Dealing with CNC Off-Fall

      CNCs can rapidly create a huge pile of odd-shaped scrap. Here's how shop owners manage the mess. August 19, 2008

Question
Now that we have almost fully implemented our CNC and Cabinet Vision, I have found that our off-fall has become harder than ever to manage. The sizing and the shapes of the parts after CNC have left my shop looking like a hockey stick manufacturer with a delivery fleet on strike. Obviously, the more jobs we can batch together through the router, the less off-fall we produce, but this creates its own problems by increasing work in progress (another discussion for many other threads). Also, the router cuts pieces so efficiently it just does not make sense to spend the labor in the office, by inputting off-fall back into the CV part library, or hunting in the shop to find the right sizes manually. Finally, it makes me want to cry just cutting this stuff up and having to pay to have it dumped. Any brilliant ideas out there?

Forum Responses
(Business and Management Forum)
From contributor S:
Labor + your floor space cost = $$$$.
Off-fall = trash.

Get a grinder and sell the chips to mulch makers, or get a large trash. Don't waste time and labor.



From contributor P:
Nest the stuff as best you can, then put cuts into the nested sheets so that your cutoffs wind up as square or rectangular cutoffs, not stuff that looks like the remainders of stamping out Christmas cookies. Have your operator trash stuff that looks like junk right away. Don't keep 6x96 pieces or other dumb little stuff. We've also got a cordless DeWalt saw next to the CNC to make chopping up the junk a simple process.

From contributor T:
In CabinetVision, go to:
NC Center
Optimizer Parameters
Offcuts
square off nest

That will square off the offcuts for you. The stuff we cut is $1 to $3+ per sqft. It doesn't take that much time to salvage it. We put it right back on top of the unit it came from - if they have to move it anyway, they will use it up. If they have to look for it, they won't.



From contributor J:
This is just an idea, certainly not from direct experience, but I thought I'd throw it out there anyway. If it's possible to program the CNC to trim offcuts to square or rectangular sizes anyway, could you take it a step farther and have it cut into a small number of pre-determined sizes? For example, you could have, let's say, 3 size categories of 12" x 12", 24" x 24", 36" x 36", and anything that could fit into the requirement would be cut to size. This way you could have an inventory of specific sizes that would be useful to your specific operation ready to go when needed instead of a stack of various sized parts too labor intensive to go through.
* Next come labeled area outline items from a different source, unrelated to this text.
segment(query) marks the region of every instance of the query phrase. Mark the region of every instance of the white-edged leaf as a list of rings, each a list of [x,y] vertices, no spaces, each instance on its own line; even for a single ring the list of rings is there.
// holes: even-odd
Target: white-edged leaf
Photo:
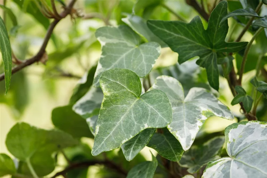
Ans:
[[[99,85],[104,71],[115,68],[128,69],[140,77],[151,71],[160,54],[161,47],[155,42],[141,44],[140,37],[129,27],[104,27],[96,36],[102,46],[102,54],[95,74],[93,84]]]
[[[173,77],[162,76],[157,78],[151,89],[161,90],[170,99],[173,119],[167,128],[185,151],[190,148],[208,118],[216,116],[234,119],[229,109],[204,89],[193,88],[185,98],[180,82]]]
[[[104,99],[96,128],[92,154],[119,148],[147,128],[162,128],[171,121],[171,106],[164,92],[142,95],[138,76],[129,69],[105,71],[100,80]]]
[[[219,155],[224,142],[224,136],[219,136],[203,145],[193,145],[183,153],[179,164],[188,168],[187,171],[189,173],[195,173],[209,161],[220,158]]]
[[[126,160],[130,161],[132,160],[144,148],[155,130],[154,128],[145,129],[121,145]]]
[[[267,122],[244,121],[225,128],[230,157],[210,162],[202,177],[267,177]]]

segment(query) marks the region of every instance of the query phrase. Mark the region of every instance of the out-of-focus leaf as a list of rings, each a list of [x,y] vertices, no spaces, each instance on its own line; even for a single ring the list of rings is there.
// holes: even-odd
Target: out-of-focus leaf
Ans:
[[[11,47],[9,42],[8,34],[4,21],[0,17],[0,50],[4,65],[5,81],[6,82],[6,94],[7,93],[11,79],[12,57],[11,57]]]
[[[72,110],[72,106],[56,108],[52,111],[52,121],[56,127],[74,138],[93,136],[86,124],[86,121]]]

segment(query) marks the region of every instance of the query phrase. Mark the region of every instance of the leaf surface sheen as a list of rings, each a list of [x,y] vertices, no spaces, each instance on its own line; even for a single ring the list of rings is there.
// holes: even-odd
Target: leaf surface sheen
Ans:
[[[208,27],[205,30],[200,18],[194,17],[188,23],[176,21],[150,20],[148,27],[174,51],[179,54],[180,64],[196,56],[207,70],[209,82],[214,89],[219,87],[219,70],[217,52],[234,52],[243,49],[246,42],[227,43],[225,39],[228,31],[227,21],[219,26],[227,14],[227,2],[220,2],[212,13]]]
[[[119,148],[148,128],[163,128],[171,121],[171,106],[166,94],[155,90],[140,96],[141,83],[129,69],[103,72],[100,86],[104,97],[96,128],[92,154]]]
[[[185,98],[183,87],[178,81],[171,77],[162,76],[157,78],[151,89],[162,91],[170,99],[173,118],[167,128],[185,150],[190,148],[208,118],[216,116],[234,119],[229,108],[205,89],[193,87]]]

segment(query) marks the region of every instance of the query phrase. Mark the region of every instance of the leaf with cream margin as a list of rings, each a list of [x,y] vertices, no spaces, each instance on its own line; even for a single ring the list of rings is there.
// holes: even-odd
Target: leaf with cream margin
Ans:
[[[130,69],[139,77],[144,77],[160,54],[159,43],[141,44],[141,37],[127,26],[101,27],[96,30],[96,36],[101,44],[102,54],[95,74],[95,87],[99,86],[104,71],[113,68]]]
[[[209,162],[202,177],[267,177],[267,122],[234,123],[225,128],[225,134],[229,157]]]
[[[162,91],[170,99],[173,118],[167,127],[185,151],[191,147],[198,132],[208,118],[216,116],[234,119],[229,109],[204,88],[192,88],[185,98],[180,82],[174,78],[164,75],[156,79],[151,89]]]
[[[100,83],[104,96],[93,155],[119,148],[145,129],[165,127],[171,121],[171,106],[166,94],[155,90],[140,96],[140,79],[130,70],[106,71]]]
From the original questioner:
Thanks. Contributor S, you are right and that is why I am asking the question. There almost always is a better mouse trap eventually. Contributor P, I like the cordless trimmer idea. I'll go buy one next week and give it a try. Contributor T, many thanks to you. We made the change for our next job and we'll see how much of a difference it makes in a day or so. Contributor J, I may be wrong, but I don't think I can do that in CV. Then again, I'm no expert... yet.


From contributor D:
What about burning the scrap for heat, or selling it to people who have fireplaces?